My teacher gave me an idea that there should be an interesting combinatorial proof that the sums $$S_n := \sum_{i=1}^{n} \frac{2^i}{i}$$ are eventually divided by any power of $2$, that is $\lim_{n \to \infty} \operatorname{ord}_2 (S_n)=\infty$.
There is a short proof using 2-adic limit of $S_n$'s. The additional terms $2^i/i$ tend to zero 2-adically, so the 2-adic limit exists.

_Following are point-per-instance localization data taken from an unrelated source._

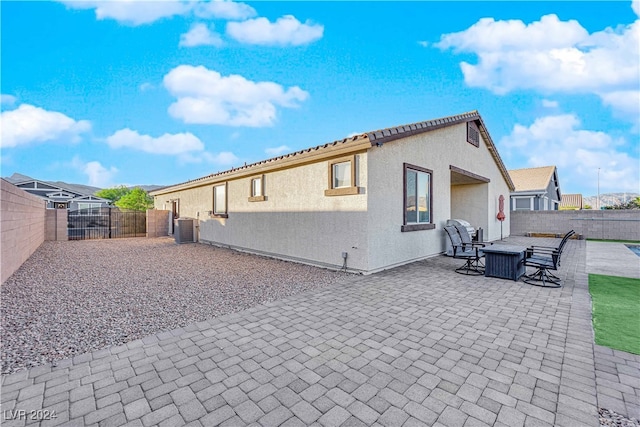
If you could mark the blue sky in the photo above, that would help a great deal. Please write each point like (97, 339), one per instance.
(108, 93)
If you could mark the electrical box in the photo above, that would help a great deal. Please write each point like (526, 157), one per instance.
(183, 232)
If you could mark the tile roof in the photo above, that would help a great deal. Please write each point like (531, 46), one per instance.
(532, 179)
(572, 201)
(378, 137)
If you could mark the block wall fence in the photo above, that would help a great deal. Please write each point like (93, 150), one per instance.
(22, 222)
(592, 224)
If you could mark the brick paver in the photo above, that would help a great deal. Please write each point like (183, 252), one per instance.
(417, 345)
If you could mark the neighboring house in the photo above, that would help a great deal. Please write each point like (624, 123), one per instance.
(380, 198)
(59, 197)
(537, 189)
(571, 202)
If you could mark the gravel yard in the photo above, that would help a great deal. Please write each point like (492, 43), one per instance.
(72, 297)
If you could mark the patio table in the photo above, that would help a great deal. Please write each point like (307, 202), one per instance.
(504, 261)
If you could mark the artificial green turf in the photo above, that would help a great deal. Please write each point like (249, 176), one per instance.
(616, 312)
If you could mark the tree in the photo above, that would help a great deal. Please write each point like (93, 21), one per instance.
(114, 194)
(136, 200)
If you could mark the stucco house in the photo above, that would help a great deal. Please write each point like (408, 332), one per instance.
(61, 197)
(572, 202)
(537, 189)
(380, 199)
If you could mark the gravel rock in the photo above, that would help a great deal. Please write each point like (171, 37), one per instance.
(611, 419)
(72, 297)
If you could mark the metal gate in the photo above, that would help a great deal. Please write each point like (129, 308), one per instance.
(105, 223)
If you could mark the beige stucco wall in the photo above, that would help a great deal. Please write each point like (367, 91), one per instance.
(469, 202)
(22, 226)
(435, 150)
(296, 221)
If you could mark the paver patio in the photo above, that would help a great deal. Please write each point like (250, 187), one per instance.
(416, 345)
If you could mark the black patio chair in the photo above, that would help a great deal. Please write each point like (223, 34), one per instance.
(471, 253)
(545, 259)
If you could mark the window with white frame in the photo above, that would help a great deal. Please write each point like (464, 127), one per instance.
(220, 200)
(342, 177)
(523, 203)
(341, 174)
(417, 199)
(256, 189)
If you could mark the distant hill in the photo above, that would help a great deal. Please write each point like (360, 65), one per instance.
(78, 188)
(610, 199)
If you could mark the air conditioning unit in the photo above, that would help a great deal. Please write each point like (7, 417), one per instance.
(183, 232)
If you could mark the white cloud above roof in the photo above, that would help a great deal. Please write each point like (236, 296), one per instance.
(224, 158)
(7, 99)
(287, 30)
(551, 56)
(201, 35)
(133, 12)
(224, 10)
(97, 174)
(276, 151)
(577, 153)
(166, 144)
(29, 124)
(206, 97)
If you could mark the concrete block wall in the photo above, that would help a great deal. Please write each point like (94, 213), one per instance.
(56, 225)
(22, 226)
(592, 224)
(158, 222)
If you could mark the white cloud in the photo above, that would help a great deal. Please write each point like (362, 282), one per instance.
(133, 12)
(207, 97)
(287, 30)
(224, 10)
(165, 144)
(276, 151)
(7, 99)
(98, 175)
(558, 140)
(550, 55)
(200, 35)
(140, 12)
(28, 124)
(224, 158)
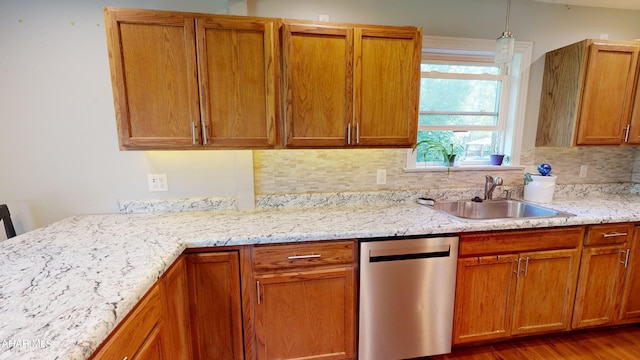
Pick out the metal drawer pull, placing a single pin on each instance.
(297, 257)
(205, 139)
(258, 290)
(626, 257)
(614, 234)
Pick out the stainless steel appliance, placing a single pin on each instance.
(407, 288)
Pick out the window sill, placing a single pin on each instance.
(464, 168)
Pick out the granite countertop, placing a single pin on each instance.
(66, 286)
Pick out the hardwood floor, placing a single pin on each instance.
(613, 344)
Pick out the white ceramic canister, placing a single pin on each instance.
(541, 189)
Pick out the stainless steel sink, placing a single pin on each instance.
(496, 209)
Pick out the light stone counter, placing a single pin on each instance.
(66, 286)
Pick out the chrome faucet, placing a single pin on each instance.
(490, 185)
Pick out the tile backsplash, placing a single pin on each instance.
(340, 170)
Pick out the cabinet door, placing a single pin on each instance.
(634, 124)
(152, 349)
(607, 93)
(630, 302)
(485, 289)
(318, 70)
(138, 334)
(238, 74)
(176, 325)
(308, 315)
(386, 85)
(216, 315)
(153, 73)
(601, 273)
(545, 291)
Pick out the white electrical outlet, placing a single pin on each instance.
(381, 177)
(583, 170)
(158, 182)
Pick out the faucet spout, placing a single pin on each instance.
(490, 185)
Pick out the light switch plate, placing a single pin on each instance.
(158, 182)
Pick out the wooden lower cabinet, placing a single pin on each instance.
(545, 291)
(601, 275)
(216, 309)
(138, 336)
(484, 298)
(508, 283)
(177, 324)
(305, 301)
(630, 302)
(609, 277)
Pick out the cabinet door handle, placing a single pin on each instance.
(297, 257)
(614, 234)
(626, 257)
(626, 133)
(258, 290)
(205, 140)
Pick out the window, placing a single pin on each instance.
(470, 103)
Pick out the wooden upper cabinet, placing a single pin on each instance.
(153, 73)
(387, 82)
(350, 85)
(184, 80)
(237, 67)
(318, 70)
(587, 94)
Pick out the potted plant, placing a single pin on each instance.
(448, 152)
(496, 159)
(497, 156)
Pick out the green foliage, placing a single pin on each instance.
(433, 148)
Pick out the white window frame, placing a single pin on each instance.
(477, 50)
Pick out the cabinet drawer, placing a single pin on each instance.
(133, 331)
(513, 241)
(300, 255)
(608, 234)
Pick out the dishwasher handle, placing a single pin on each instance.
(409, 254)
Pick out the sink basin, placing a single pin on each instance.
(496, 209)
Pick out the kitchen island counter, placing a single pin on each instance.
(66, 286)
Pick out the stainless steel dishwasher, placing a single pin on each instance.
(407, 287)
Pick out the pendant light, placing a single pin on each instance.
(506, 42)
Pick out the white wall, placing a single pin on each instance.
(58, 148)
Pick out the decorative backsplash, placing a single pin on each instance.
(312, 171)
(306, 178)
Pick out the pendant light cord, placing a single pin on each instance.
(506, 31)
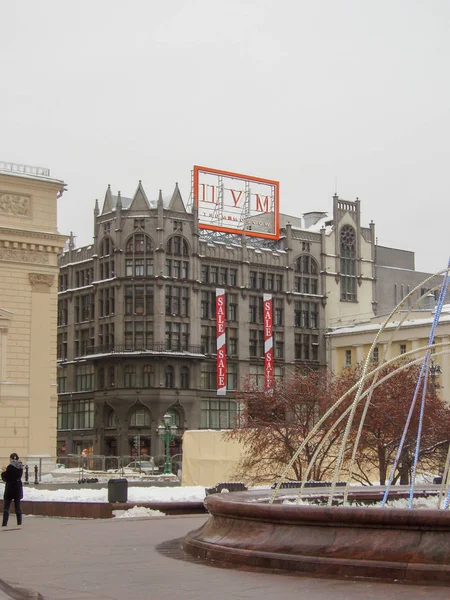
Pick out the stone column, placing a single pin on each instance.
(43, 397)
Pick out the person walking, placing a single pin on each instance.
(12, 476)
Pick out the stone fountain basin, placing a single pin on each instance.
(244, 530)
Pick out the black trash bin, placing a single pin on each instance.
(117, 490)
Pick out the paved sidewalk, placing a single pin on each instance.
(117, 559)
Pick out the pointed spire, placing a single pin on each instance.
(140, 200)
(176, 202)
(108, 202)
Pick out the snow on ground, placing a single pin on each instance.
(137, 511)
(135, 494)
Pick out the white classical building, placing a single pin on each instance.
(29, 247)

But $$\sum_{i\geqslant 1} \frac{2^i}{i}=\log(1-2)=\log(-1)=\frac{\log((-1)^2)}{2}=0,$$ thus the sums tend to zero 2-adically.
$$S_n = \sum_{j=1}^{n}\frac{1}{j}\sum_{k=0}^{j}\binom{j}{k}=H_n+\sum_{1\leq k\leq j\leq n}\frac{1}{k}\binom{j-1}{k-1}=H_n+\sum_{k=1}^{n}\binom{n}{k}\frac{1}{k}$$ leads to: $$ S_n = \sum_{k=1}^{n}\binom{n}{k}\frac{1-(-1)^k}{k}=2\sum_{\substack{k\leq n \\ k\text{ odd}}}\binom{n}{k}\frac{1}{k} $$ that is pretty simple to study $2$-adically!
That is related with the nice identity $$ \sum_{k=0}^{n}\frac{(-1)^k}{2k+1}\binom{n}{k}=\int_{0}^{1}(1-x^2)^n\,dx = \frac{(2n)!!}{(2n+1)!!}=\frac{4^n n!^2}{(2n+1)!}$$ from which $$ \nu_2\left(\sum_{k=0}^{n}\frac{(-1)^k}{2k+1}\binom{n}{k}\right)=2n+\sum_{h\geq 1}\left(2\left\lfloor\frac{n}{2^h}\right\rfloor-\left\lfloor\frac{2n+1}{2^h}\right\rfloor\right)\geq 2n-\log_2(n).$$